Author sees powerful hope for Dean in unlikely historical precedent 

I think The American Conservative is becoming my favorite magazine.
Here is the political fairytale. There was a gallant prince, a repeatedly re-elected governor of a Northeastern state to be exact. He did not exactly look like a prince or a president. He was a mouthy smart aleck who acted like he had stepped straight off the sidewalks of New York City, which indeed he had. But he developed a fervent support among a vast political constituency that had not voted Democratic in more than 30 years. They recognized that he understood their life and death concerns and advocated policies that would save their lives and ensure the security of their families. He was especially popular among classes of voters who had suffered discrimination and had been the butt of prejudice. All this, and he was a fiscal conservative dedicated to a prosperous, industrially strong America.
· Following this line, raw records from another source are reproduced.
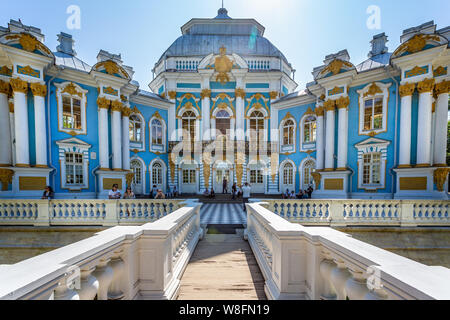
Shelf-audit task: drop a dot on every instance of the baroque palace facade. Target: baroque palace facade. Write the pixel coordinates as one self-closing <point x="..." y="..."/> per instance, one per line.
<point x="377" y="129"/>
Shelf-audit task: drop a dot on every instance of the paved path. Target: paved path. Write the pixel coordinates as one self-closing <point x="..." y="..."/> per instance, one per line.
<point x="223" y="267"/>
<point x="223" y="214"/>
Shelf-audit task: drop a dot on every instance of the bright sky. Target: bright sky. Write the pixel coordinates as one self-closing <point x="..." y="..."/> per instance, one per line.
<point x="304" y="30"/>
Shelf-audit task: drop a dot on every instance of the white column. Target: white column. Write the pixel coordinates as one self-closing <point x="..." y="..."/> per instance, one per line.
<point x="342" y="105"/>
<point x="425" y="89"/>
<point x="20" y="89"/>
<point x="5" y="128"/>
<point x="206" y="113"/>
<point x="171" y="125"/>
<point x="320" y="142"/>
<point x="126" y="138"/>
<point x="39" y="92"/>
<point x="440" y="135"/>
<point x="330" y="132"/>
<point x="103" y="105"/>
<point x="240" y="116"/>
<point x="116" y="134"/>
<point x="406" y="92"/>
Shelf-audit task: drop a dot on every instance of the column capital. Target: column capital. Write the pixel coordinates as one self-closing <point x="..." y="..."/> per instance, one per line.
<point x="274" y="94"/>
<point x="442" y="87"/>
<point x="240" y="93"/>
<point x="103" y="103"/>
<point x="206" y="93"/>
<point x="329" y="105"/>
<point x="18" y="85"/>
<point x="5" y="88"/>
<point x="116" y="106"/>
<point x="172" y="95"/>
<point x="39" y="90"/>
<point x="425" y="86"/>
<point x="343" y="102"/>
<point x="407" y="89"/>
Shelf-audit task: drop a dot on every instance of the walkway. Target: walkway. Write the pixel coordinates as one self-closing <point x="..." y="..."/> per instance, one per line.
<point x="223" y="267"/>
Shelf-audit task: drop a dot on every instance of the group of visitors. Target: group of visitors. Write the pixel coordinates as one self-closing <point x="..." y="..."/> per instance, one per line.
<point x="303" y="194"/>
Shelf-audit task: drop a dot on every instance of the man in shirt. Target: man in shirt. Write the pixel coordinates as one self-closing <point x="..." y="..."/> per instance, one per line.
<point x="246" y="193"/>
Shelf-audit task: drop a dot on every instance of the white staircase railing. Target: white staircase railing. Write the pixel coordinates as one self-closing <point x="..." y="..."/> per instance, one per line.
<point x="84" y="212"/>
<point x="121" y="263"/>
<point x="320" y="263"/>
<point x="408" y="213"/>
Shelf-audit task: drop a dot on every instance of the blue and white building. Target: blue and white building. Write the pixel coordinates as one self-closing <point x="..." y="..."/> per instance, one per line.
<point x="375" y="129"/>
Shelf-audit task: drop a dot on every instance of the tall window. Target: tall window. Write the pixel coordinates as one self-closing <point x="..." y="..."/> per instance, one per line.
<point x="288" y="174"/>
<point x="256" y="177"/>
<point x="308" y="168"/>
<point x="309" y="130"/>
<point x="71" y="113"/>
<point x="188" y="125"/>
<point x="157" y="132"/>
<point x="373" y="114"/>
<point x="189" y="177"/>
<point x="372" y="168"/>
<point x="157" y="174"/>
<point x="288" y="133"/>
<point x="74" y="169"/>
<point x="135" y="129"/>
<point x="136" y="167"/>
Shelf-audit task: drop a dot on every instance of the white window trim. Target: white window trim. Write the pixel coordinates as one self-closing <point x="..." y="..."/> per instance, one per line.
<point x="385" y="94"/>
<point x="372" y="145"/>
<point x="135" y="145"/>
<point x="73" y="145"/>
<point x="286" y="149"/>
<point x="59" y="99"/>
<point x="301" y="169"/>
<point x="281" y="173"/>
<point x="144" y="172"/>
<point x="306" y="146"/>
<point x="164" y="134"/>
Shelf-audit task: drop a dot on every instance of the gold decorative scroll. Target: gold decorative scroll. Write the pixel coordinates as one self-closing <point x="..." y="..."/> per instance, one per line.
<point x="407" y="89"/>
<point x="440" y="176"/>
<point x="39" y="90"/>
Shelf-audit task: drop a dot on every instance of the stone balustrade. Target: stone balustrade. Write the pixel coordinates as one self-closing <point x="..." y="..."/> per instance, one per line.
<point x="407" y="213"/>
<point x="319" y="263"/>
<point x="84" y="212"/>
<point x="121" y="263"/>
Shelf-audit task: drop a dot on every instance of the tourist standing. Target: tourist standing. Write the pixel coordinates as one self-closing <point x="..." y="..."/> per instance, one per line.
<point x="246" y="193"/>
<point x="114" y="193"/>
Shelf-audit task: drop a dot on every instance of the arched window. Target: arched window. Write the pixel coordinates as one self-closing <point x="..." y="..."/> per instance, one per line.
<point x="309" y="167"/>
<point x="157" y="132"/>
<point x="288" y="133"/>
<point x="135" y="129"/>
<point x="188" y="125"/>
<point x="309" y="130"/>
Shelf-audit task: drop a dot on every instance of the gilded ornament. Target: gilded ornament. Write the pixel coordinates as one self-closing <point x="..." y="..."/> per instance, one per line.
<point x="273" y="94"/>
<point x="206" y="93"/>
<point x="343" y="102"/>
<point x="103" y="103"/>
<point x="240" y="93"/>
<point x="442" y="87"/>
<point x="116" y="106"/>
<point x="6" y="178"/>
<point x="18" y="85"/>
<point x="72" y="90"/>
<point x="5" y="87"/>
<point x="172" y="95"/>
<point x="426" y="85"/>
<point x="39" y="90"/>
<point x="440" y="176"/>
<point x="407" y="89"/>
<point x="223" y="65"/>
<point x="373" y="90"/>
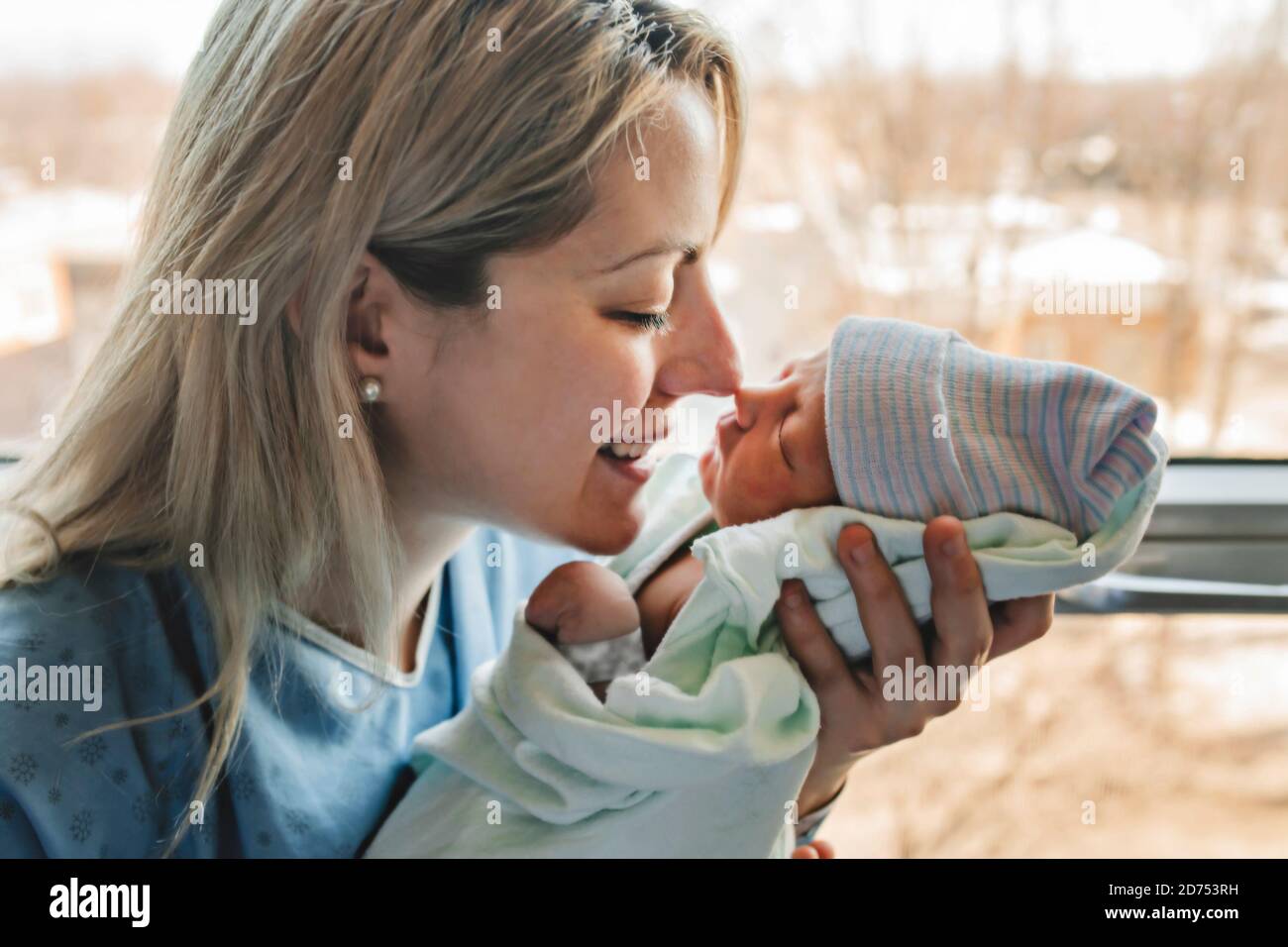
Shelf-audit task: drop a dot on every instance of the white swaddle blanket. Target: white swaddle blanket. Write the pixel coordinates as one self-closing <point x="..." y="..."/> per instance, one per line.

But powerful interest groups in his own party opposed this prince. The complacent establishment, which accepted the Republican orthodoxies of the day, was determined he should never get his party’s presidential nomination, much less win the presidency. And they were allied with the powerful Southern wing of the party, patriotic and devout but also filled with traditional cultural suspicion of the Northeast. These forces denied the prince the presidential nomination on his first bid but could not prevent him getting it four years later. Even then, they fled the party and subjected him to a vitriolic calumny unprecedented in more than 70 years, and he lost. Such was the fate of Al Smith, Democratic Party nominee for the presidency of the United States in 1928.